Disclosing intimate partner violence to health care clinicians—what a difference the setting makes: a qualitative study. BMC Publ Health 8:229

Section of General Internal Medicine, Department of Medicine, Boston Medical Center and Boston University School of Medicine, 801 Massachusetts Ave, Boston, MA 02118, USA .
BMC Public Health (Impact Factor: 2.26). 02/2008; 8(1):229. DOI: 10.1186/1471-2458-8-229
Source: PubMed


Despite endorsement by national organizations, the impact of screening for intimate partner violence (IPV) is understudied, particularly as it occurs in different clinical settings. We analyzed interviews of IPV survivors to understand the risks and benefits of disclosing IPV to clinicians across specialties.
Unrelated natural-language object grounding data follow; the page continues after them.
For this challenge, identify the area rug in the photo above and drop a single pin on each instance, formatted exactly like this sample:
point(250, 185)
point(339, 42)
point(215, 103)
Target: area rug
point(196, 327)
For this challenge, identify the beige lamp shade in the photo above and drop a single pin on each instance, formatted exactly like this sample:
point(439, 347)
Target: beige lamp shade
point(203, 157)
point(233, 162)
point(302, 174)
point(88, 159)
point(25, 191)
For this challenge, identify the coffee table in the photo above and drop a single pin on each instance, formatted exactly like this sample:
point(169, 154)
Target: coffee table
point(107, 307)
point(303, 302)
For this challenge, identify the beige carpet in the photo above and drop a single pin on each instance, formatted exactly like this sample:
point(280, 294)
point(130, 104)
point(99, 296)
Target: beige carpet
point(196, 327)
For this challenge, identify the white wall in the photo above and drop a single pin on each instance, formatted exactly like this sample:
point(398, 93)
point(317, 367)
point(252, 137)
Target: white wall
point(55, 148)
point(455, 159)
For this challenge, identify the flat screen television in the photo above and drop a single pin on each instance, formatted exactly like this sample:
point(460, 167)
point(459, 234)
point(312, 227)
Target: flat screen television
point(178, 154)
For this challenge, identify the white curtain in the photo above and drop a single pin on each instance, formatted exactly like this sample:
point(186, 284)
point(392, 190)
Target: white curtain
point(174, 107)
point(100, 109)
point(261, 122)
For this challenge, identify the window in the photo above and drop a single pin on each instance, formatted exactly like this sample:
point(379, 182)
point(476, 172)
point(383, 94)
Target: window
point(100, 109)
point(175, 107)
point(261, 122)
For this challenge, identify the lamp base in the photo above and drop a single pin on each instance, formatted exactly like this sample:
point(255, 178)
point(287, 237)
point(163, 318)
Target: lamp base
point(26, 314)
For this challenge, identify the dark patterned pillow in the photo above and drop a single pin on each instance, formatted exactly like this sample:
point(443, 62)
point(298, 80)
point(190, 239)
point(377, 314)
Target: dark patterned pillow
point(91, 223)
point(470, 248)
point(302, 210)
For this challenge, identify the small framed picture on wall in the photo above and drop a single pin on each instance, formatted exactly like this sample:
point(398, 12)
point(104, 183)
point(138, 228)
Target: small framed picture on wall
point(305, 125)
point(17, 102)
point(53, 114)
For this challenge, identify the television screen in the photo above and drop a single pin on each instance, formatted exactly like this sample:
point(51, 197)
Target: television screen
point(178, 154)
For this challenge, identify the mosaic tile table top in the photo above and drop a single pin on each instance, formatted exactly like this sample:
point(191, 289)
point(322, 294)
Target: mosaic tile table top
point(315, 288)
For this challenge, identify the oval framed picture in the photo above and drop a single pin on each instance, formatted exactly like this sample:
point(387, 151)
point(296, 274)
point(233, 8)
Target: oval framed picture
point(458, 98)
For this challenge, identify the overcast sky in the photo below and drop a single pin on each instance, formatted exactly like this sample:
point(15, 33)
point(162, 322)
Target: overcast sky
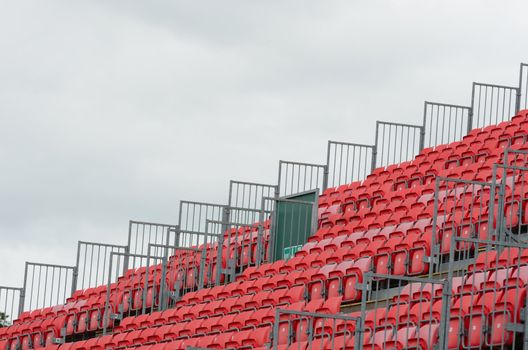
point(116, 110)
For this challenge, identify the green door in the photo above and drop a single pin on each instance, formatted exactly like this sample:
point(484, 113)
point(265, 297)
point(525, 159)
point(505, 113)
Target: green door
point(293, 223)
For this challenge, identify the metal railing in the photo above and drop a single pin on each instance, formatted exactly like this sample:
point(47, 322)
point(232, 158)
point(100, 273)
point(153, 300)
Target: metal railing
point(11, 304)
point(141, 234)
point(92, 261)
point(348, 162)
point(523, 87)
point(308, 330)
point(192, 216)
point(492, 104)
point(248, 195)
point(444, 123)
point(46, 285)
point(296, 177)
point(396, 143)
point(131, 293)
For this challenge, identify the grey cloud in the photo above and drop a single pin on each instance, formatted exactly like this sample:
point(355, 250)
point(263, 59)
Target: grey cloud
point(116, 110)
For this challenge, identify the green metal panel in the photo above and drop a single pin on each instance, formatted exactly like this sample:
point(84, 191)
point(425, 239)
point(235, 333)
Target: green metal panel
point(292, 224)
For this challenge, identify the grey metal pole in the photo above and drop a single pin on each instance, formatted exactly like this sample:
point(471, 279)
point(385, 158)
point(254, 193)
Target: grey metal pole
point(375, 149)
point(472, 109)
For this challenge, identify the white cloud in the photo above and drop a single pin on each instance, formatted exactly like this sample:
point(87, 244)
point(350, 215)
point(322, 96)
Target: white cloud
point(116, 110)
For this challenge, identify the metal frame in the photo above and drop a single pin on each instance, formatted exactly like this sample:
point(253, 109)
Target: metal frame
point(63, 275)
point(523, 87)
point(192, 215)
point(113, 277)
point(449, 123)
point(407, 138)
point(348, 162)
point(301, 177)
point(492, 104)
point(11, 305)
point(313, 228)
point(248, 195)
point(91, 262)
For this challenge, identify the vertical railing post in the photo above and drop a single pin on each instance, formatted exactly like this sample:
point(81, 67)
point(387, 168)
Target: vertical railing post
point(519, 91)
point(127, 250)
point(472, 108)
point(325, 178)
point(375, 150)
point(75, 276)
point(422, 138)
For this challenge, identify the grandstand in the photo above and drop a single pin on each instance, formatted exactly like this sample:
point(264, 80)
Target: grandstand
point(418, 241)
Participants were English-speaking female IPV survivors recruited through IPV programs in Massachusetts. In-depth interviews describing medical encounters related to abuse were analyzed for common themes using Grounded Theory qualitative research methods. Encounters with health care clinicians were categorized by outcome (IPV disclosure by patient, discovery evidenced by discussion of IPV by clinician without patient disclosure, or non-disclosure), attribute (beneficial, unhelpful, harmful), and specialty (emergency department (ED), primary care (PC), obstetrics/gynecology (OB/GYN)).
Of 27 participants aged 18-56, 5 were white, 10 Latina, and 12 black. Of 59 relevant health care encounters, 23 were in ED, 17 in OB/GYN, and 19 in PC. Seven of 9 ED disclosures were characterized as unhelpful; the majority of disclosures in PC and OB/GYN were characterized as beneficial. There were no harmful disclosures in any setting. Unhelpful disclosures resulted in emotional distress and alienation from health care. Regardless of whether disclosure occurred, beneficial encounters were characterized by familiarity with the clinician, acknowledgement of the abuse, respect and relevant referrals.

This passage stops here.